- A+

In theory, the bounds for `nextGaussian`

are meant to be positive and negative infinity. But since `Random.nextDouble`

, which is used to calculate the Gaussian random number, doesn't come infinitely close to 0 and 1, there is a practical limit to `nextGaussian`

. And `Random.next`

is also not a perfectly uniform distribution.

It was theorised that the maximum should be about 2.2042*10^17 and related to the 53 bit shift of `nextDouble`

(reference), but that is likely just an upper bound.

The answer probably depends on the distribution of `Random.next`

and the exact implementation of `StrictMath.sqrt`

and `StrictMath.log`

. I couldn't find much information about either.

And yes, I know that the outer values are extremely unlikely, but it can be relevant, for example in the context of RNG manipulation in games.

So everything I will say here is purely theoretical, and I am still working on a GPU program to scan the whole seed base.

The nextGaussian() method is implemented as such.

`private double nextNextGaussian; private boolean haveNextNextGaussian = false; public double nextGaussian() { if (haveNextNextGaussian) { haveNextNextGaussian = false; return nextNextGaussian; } else { double v1, v2, s; do { v1 = 2 * nextDouble() - 1; // between -1.0 and 1.0 v2 = 2 * nextDouble() - 1; // between -1.0 and 1.0 s = v1 * v1 + v2 * v2; } while (s >= 1 || s == 0); double multiplier = StrictMath.sqrt(-2 * StrictMath.log(s)/s); nextNextGaussian = v2 * multiplier; haveNextNextGaussian = true; return v1 * multiplier; } } `

The most interesting part has to be at the end, [return v1 * multiplier]. Because v1 cannot be larger than 1.0D, we need to find a way to increase the size of the multiplier, which is implemented as follows.

`double multiplier = StrictMath.sqrt(-2 * StrictMath.log(s)/s); `

The only variable being "s", it is safe to establish that the lower "s" is, the bigger the multiplier will get. All good? Let's keep going.

` do { v1 = 2 * nextDouble() - 1; // between -1.0 and 1.0 v2 = 2 * nextDouble() - 1; // between -1.0 and 1.0 s = v1 * v1 + v2 * v2; } while (s >= 1 || s == 0); `

This tells us that "s" has to belong to the ]0,1[ number set and that the lowest value we're looking for is just a little bigger than zero. "S" is declared with the sum of squares of "v1" and "v2". To get the smallest theoretical value, v2 needs to be zero and v1 needs to be as small as it can possibly get. Why "theoretical"? Because they are generated from nextDouble() calls. There is no guarantee that the seed base contains those 2 consecutive numbers.

Let's have fun now!

Lowest value "v1" can hold is the double's epsilon, which is 2^(-1022). Making our way back, to get such a number, nextDouble would need to generate (2^(-1022) + 1) / 2.

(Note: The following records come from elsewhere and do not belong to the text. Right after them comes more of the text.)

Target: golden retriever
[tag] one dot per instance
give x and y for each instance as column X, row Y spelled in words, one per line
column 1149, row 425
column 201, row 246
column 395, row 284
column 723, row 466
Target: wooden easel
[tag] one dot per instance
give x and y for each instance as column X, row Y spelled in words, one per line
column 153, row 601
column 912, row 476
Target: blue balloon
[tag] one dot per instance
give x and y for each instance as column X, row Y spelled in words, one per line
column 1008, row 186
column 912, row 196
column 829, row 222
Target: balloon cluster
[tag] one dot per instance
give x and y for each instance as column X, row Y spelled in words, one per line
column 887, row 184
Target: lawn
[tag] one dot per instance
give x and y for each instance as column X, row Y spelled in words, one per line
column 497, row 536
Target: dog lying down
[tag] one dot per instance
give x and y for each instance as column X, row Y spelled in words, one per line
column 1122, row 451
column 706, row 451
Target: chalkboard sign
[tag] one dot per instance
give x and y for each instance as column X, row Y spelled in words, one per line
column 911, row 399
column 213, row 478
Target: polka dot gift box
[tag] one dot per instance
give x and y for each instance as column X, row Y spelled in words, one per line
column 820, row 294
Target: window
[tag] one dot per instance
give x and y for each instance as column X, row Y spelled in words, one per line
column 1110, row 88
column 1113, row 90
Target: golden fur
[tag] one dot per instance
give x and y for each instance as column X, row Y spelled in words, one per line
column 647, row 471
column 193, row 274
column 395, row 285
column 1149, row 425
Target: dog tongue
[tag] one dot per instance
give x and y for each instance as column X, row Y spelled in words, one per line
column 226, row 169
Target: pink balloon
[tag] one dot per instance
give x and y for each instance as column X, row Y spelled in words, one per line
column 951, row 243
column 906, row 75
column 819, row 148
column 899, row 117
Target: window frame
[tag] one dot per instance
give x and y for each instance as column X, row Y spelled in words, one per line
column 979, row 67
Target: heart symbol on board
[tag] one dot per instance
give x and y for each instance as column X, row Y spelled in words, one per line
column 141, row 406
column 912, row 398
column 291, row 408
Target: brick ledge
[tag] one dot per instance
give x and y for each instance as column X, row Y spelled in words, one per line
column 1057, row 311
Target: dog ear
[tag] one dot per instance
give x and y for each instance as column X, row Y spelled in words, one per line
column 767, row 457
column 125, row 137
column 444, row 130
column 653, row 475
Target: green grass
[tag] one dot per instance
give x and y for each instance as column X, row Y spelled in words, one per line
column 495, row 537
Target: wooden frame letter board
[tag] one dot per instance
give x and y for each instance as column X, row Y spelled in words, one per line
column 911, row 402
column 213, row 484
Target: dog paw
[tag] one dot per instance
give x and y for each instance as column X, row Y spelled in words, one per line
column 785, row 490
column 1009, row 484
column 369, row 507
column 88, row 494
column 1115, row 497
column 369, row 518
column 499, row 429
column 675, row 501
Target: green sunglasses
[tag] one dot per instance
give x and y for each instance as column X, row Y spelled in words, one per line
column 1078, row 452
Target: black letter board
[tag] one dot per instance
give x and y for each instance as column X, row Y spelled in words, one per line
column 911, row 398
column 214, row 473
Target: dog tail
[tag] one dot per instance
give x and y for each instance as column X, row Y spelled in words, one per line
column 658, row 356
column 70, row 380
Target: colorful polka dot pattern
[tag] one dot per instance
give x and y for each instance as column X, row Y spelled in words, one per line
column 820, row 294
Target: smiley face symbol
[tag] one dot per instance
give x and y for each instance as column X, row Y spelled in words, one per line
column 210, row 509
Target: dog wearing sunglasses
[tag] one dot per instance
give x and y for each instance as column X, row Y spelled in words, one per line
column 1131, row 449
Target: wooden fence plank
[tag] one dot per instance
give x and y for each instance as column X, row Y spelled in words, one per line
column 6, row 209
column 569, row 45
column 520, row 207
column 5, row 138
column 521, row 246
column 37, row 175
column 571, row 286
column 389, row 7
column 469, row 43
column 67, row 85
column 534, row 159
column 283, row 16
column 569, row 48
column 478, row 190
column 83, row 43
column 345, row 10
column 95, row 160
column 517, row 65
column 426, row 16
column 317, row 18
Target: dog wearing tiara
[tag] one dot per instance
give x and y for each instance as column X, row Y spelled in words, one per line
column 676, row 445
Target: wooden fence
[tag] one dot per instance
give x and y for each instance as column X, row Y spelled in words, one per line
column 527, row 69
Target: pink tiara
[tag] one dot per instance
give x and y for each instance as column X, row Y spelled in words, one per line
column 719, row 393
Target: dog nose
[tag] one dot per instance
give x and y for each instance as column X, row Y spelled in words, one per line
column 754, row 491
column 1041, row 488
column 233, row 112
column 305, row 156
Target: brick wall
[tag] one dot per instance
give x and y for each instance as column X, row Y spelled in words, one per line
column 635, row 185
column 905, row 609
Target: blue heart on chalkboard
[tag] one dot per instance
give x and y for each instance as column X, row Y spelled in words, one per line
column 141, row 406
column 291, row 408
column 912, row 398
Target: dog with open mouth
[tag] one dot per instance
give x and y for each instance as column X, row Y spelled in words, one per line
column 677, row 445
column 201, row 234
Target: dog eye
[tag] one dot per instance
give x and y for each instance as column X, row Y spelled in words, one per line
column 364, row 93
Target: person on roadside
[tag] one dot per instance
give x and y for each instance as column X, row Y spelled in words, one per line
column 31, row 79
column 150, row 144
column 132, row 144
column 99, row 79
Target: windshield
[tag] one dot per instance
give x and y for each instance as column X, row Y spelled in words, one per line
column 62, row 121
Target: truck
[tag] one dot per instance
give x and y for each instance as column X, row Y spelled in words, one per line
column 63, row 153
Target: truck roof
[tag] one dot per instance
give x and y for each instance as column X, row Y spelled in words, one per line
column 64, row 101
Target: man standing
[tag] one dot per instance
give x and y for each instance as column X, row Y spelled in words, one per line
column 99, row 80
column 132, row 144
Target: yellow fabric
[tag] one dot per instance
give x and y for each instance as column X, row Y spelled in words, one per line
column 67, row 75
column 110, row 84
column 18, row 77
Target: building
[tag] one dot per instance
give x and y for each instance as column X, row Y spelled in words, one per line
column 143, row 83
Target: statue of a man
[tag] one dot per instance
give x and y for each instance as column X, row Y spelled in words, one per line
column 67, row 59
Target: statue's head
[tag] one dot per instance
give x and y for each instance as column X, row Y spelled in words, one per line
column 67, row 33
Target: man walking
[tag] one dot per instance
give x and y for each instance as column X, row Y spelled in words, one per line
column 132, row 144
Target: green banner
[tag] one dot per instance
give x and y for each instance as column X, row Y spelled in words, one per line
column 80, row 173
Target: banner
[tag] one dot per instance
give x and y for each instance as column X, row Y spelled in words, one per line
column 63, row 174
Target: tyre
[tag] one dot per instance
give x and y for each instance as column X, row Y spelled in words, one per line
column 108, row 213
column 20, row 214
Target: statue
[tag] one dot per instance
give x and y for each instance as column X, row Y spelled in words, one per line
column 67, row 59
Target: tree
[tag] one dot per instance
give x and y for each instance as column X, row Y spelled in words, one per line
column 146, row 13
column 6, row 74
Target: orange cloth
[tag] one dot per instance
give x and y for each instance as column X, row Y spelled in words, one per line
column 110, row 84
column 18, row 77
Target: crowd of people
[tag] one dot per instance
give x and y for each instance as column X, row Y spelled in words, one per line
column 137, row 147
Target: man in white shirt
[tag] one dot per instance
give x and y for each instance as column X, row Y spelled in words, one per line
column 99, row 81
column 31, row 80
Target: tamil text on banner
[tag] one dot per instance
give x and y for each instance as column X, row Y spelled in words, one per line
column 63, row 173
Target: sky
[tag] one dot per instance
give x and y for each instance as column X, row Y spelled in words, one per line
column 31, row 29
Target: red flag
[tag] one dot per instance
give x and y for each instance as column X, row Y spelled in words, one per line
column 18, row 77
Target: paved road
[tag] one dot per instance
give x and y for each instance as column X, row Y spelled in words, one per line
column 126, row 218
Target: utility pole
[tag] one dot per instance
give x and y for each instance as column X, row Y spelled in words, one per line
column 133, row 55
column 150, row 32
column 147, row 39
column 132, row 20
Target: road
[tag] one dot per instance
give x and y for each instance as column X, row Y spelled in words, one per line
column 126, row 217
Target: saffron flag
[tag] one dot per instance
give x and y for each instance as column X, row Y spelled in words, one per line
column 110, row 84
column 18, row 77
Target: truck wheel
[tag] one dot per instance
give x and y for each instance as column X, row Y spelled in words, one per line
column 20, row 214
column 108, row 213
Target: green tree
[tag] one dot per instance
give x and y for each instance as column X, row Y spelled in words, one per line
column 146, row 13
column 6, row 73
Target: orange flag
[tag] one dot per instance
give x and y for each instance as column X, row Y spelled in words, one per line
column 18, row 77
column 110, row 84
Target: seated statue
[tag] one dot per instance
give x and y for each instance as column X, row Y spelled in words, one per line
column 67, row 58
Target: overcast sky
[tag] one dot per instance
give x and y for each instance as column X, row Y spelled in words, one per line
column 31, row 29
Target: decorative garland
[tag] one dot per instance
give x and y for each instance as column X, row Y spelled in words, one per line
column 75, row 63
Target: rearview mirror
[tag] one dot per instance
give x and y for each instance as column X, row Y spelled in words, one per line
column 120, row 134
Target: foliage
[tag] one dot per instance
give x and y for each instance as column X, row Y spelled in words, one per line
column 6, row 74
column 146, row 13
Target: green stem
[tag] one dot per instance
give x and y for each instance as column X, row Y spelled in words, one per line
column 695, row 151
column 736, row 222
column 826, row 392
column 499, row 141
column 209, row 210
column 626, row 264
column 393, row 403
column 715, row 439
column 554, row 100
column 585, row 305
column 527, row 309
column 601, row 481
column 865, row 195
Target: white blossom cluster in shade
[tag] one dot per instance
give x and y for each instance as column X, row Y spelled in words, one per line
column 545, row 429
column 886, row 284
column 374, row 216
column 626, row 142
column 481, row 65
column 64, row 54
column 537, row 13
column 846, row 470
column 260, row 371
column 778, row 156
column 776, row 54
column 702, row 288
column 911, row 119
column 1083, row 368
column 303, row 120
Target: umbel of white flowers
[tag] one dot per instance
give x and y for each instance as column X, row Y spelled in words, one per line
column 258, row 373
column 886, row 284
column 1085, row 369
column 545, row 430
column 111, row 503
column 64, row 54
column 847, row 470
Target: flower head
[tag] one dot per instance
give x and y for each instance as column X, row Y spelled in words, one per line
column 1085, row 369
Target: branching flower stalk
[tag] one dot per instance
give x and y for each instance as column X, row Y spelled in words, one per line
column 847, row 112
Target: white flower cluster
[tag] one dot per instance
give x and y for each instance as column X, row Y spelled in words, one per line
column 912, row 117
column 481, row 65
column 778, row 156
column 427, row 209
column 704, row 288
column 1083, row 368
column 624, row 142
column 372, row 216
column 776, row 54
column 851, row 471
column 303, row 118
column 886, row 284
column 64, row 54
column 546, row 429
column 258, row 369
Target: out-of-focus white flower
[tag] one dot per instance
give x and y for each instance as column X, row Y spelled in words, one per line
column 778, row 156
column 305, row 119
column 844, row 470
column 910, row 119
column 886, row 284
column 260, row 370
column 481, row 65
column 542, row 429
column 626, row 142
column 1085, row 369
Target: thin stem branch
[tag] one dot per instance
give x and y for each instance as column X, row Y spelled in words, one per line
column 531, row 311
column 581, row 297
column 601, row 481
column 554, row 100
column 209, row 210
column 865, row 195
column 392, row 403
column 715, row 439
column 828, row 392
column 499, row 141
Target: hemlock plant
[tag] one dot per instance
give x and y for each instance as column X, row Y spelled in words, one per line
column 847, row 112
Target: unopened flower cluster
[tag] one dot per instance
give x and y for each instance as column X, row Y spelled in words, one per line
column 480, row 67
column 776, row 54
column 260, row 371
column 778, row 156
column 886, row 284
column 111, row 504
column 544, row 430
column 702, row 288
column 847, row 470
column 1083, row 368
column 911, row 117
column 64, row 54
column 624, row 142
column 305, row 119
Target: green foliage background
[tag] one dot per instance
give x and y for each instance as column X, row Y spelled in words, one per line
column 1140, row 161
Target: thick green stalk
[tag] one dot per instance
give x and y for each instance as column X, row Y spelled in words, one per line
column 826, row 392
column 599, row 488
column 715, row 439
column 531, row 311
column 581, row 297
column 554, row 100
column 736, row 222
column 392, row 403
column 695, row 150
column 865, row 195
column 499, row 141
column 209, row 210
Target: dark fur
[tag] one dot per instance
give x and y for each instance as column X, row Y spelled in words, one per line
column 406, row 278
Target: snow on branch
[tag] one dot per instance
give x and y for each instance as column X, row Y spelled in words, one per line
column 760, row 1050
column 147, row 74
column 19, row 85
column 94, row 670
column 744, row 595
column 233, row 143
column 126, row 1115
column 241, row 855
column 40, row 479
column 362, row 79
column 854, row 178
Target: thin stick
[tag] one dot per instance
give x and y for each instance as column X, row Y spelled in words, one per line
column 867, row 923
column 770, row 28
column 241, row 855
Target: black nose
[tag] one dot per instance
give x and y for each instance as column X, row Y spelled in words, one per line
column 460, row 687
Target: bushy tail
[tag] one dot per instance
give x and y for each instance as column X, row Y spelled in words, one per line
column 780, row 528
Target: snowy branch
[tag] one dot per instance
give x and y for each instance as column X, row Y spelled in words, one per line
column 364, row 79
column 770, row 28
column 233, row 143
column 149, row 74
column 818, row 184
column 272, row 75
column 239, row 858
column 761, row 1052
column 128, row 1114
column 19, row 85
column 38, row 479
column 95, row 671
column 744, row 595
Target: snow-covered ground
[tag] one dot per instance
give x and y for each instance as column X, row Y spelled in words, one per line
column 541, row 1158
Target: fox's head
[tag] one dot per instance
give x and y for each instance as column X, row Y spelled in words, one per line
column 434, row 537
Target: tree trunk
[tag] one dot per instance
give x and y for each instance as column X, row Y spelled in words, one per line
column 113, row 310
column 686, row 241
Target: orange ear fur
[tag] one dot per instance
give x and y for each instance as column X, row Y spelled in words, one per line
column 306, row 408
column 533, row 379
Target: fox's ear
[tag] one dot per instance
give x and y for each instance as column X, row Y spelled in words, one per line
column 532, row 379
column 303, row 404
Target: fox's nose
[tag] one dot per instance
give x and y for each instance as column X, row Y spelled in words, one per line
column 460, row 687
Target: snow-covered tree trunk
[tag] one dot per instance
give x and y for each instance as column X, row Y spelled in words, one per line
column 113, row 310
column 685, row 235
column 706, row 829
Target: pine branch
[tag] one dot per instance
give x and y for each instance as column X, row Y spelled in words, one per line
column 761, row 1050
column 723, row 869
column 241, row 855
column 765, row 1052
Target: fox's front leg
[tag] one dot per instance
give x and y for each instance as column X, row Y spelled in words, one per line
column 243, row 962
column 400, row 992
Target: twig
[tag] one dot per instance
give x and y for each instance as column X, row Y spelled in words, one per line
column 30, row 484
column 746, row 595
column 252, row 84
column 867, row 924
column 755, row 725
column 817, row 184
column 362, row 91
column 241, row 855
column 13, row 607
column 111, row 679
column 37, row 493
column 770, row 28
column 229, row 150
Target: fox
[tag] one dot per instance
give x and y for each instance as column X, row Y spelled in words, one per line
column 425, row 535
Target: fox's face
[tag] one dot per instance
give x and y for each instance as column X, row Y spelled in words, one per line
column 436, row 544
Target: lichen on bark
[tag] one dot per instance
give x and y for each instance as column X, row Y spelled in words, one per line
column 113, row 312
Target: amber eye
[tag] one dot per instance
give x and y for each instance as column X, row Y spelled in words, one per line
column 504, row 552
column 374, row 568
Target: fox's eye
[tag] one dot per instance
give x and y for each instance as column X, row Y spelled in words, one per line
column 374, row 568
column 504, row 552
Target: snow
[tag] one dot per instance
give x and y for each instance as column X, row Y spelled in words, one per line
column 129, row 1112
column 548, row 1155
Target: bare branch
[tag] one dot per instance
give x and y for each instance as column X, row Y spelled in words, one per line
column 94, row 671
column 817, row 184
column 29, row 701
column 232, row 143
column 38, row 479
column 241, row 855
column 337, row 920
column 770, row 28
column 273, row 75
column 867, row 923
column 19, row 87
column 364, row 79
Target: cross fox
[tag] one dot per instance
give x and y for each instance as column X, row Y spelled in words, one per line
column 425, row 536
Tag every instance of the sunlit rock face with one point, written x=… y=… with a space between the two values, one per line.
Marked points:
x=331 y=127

That is...very very very disturbing. I'm not an expert, but I am pretty sure many bits are gonna get lost, and floating-point errors are to be expected.

It is probably(most definitely) impossible for a nextDouble to generate such a value, but the goal is to find a value as close as possible to that number.

Just for the fun of it, let's do the full math to find the answer. StrictMath.log() is implemented as the natural log. I haven't looked into it's precision, but let's assume there was no limitations on that level. The highest nextGaussian would be calculated as...

`= (-2 * ln(v1 * v1) / (v1 * v1)) * v1 = (-2 * ln(EPSILON^2) / (EPSILON^2)) * EPSILON where EPSILON is equal to 2^(-1022). `

Believe it or not, I could barely find any calculator that accepted such small numbers, but I finally opted for this high precision calculator.

By plugging in this equation,

(-2 * ln((2^(-1022))^2) / ((2^(-1022))^2)) * (2^(-1022))

I got,

1.273479378356503041913108844696651886724617446559145569961266215283953862086306158E+311

Pretty big huh? Well...it's definitely not going to be that big...but it's nice to take into account. Hope my reasoning makes sense and don't be shy to point out any mistake I made.

As I said at the start, I am working on a program to bruteforce all seeds and find the actual lowest value. I'll keep you updated.